If anybody had any lurking doubts over Rupert Murdoch’s likely successor, the Dow Jones negotiations should erase them. As part of his attempt to show the Bancrofts that News Corporation, like Dow Jones, is a family company, he took his son James to Monday’s pivotal meeting.
It made sense to take someone from the next generation: the 76-year-old Mr Murdoch will not run the company forever. But James’s older brother Lachlan has been more closely involved with newspapers, as former publisher of the New York Post. He is also the only one of Mr Murdoch’s children still on the News Corp board, even though he quit his operational role in the company and returned to Australia two years ago. Unless he had some very pressing engagements, he would have been a more obvious choice.
In contrast, James, 34, left the News Corp board in 2003 to avoid conflicts of interest when he took the reins of BSkyB, the UK broadcaster. He has unfinished business there, including a move into broadband and an investment in rival ITV. Still, after years of flatlining, Sky’s share price is finally picking up, and there may now be bigger fish to fry.
James’s presence at the Bancroft meeting is certainly a sign that a return to the News Corp mother ship is likely at some stage. The challenge will be how to give James a role in News Corp that builds his credibility with US investors while avoiding a clash with other powerful executives such as Peter Chernin and Roger Ailes. Lachlan seems to have been caught in the crossfire while in New York and ended up resigning from his largely artificial role of deputy chief operating officer.

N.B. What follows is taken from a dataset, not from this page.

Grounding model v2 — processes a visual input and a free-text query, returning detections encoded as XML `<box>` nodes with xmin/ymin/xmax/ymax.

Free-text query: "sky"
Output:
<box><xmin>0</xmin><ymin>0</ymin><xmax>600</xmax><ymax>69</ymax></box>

If Dow Jones is acquired, it would feasibly give James the platform for a return to the US. If not, he could well still return in another guise in the not too distant future to prepare for the top job at News Corp. US investors are grudgingly prepared to accept his father’s bold bets because of his excellent record in running a global media business. They will not have the same faith in a son whose record is both less convincing and little known.